Saturday, April 02, 2005
Livinghigh was here at 12:33 AM /

C U Hopefully Never Again!!!

I saw the most godawful movie tonight. It's called CU@9, and I would provide a link to a review if I could, but it seems the damn thing only released today and there's no review available. So, after exhausting God Google all I have is this link to this piece that Mid-Day did last year on the 'actor' of the movie ('I saw a Vision of Mother Mary!'). And, if you don't really have the enthusiasm to read an ode to Muscular Model-turned-'Actor' (who it was hoped could actually act), here are the few lines that refer to the movie from a sort of list of movie bizz happenings on Yahoo India:

TIME PLEASE! Shweta and Isaiah in C U at 9 - Now what could this be? Two dying souls giving mouth-to-mouth resuscitation to each other? A couple quizzing each other on what they've had for dinner hence a common breath analyser test? A duet being sung so close to each other that it reaches the innards of the respective bodies?
Okay, we give up. The film is called CU at 9. If anybody's ever interested, they can see the movie and find out. That is, if anybody's interested.

:-) Let me put things into perspective, so that you will (hopefully) never be interested:

1. Isaiah, the 'actor', tries to do a John Abraham (they used to call it 'a Salman Khan' in prehistory) without his shirt all the time.
2. He speaks like a retard returned from Timbuktoo.
3. The 'actress', Shweta, looks like from Bram Stoker's worst nightmare, in both her avatars: the goody-goody and the vamp (pun intended).
4. The 'actress no. 2', Aakanksha, is a snivelling piece of tissue paper who should have been tossed out with the garbage a long time ago. The only reason she's still there is because Isaiah needs her when he's horny and he mouths dreary come-on lines, and Vampire Gal is not available to seduce him.
5. Vampire Gal, aka Shweta, does a great porno film touchy-feely number that left me and my bro quite awkward around each other. (My bro is old-fashioned, yes.) She has the most grandmotherly bra ever!

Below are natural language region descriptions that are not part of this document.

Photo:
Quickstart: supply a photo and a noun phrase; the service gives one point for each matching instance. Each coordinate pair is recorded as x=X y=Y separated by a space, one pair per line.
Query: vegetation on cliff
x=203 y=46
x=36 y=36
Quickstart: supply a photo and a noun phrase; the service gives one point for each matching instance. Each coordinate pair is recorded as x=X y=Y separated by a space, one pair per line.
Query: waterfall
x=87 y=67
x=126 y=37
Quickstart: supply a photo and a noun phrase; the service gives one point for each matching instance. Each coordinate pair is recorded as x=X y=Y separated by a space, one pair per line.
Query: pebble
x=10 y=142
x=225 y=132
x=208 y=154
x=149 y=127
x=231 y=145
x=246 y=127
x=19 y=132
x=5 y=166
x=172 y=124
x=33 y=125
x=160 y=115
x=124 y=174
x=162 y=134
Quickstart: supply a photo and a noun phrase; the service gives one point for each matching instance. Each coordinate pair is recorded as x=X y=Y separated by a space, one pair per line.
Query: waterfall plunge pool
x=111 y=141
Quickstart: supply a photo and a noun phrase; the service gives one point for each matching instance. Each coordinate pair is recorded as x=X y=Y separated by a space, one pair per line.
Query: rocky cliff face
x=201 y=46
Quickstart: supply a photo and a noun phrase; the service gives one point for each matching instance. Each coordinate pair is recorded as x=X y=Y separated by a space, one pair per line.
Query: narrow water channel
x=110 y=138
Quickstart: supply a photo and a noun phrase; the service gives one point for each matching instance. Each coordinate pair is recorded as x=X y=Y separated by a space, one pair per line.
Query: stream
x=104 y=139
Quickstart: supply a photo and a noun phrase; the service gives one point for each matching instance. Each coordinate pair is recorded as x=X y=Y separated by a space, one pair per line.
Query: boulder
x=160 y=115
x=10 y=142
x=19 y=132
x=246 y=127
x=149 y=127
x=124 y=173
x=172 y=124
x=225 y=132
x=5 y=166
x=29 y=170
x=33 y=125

The movie has some great visuals, though. It looks like a music director tried to make it, and he botched up on every damn thing, except perhaps some of the interesting angles. It looks like an Art Film gone horribly, horribly wrong - the worst stereotype that Indies could ever hope to have!

The plot goes like this: horny ad film director meets this chick who calls him and wants to meet at (jackpot!) 9 pm: so they do, and they fuck like rabbits, but then things get complicated when he meets her alter-ego twin sister and screws her too. Actress no 2 is the on-again, off-again fuck for horny ad film director, in the background.

I walked out even before the interval, but am pretty sure that this is what happens in the end: Vampire Gal is a demented schizo with two egos, no twins - she's after director's blood - the end will probably have not-so-sati-savitri Actress no 2 save horny film maker from Vampire Gal's clutches.

Ta-da! End of movie. Paisa vasool?

Not bloody likely! The damn seats at Regal gave me a back-ache!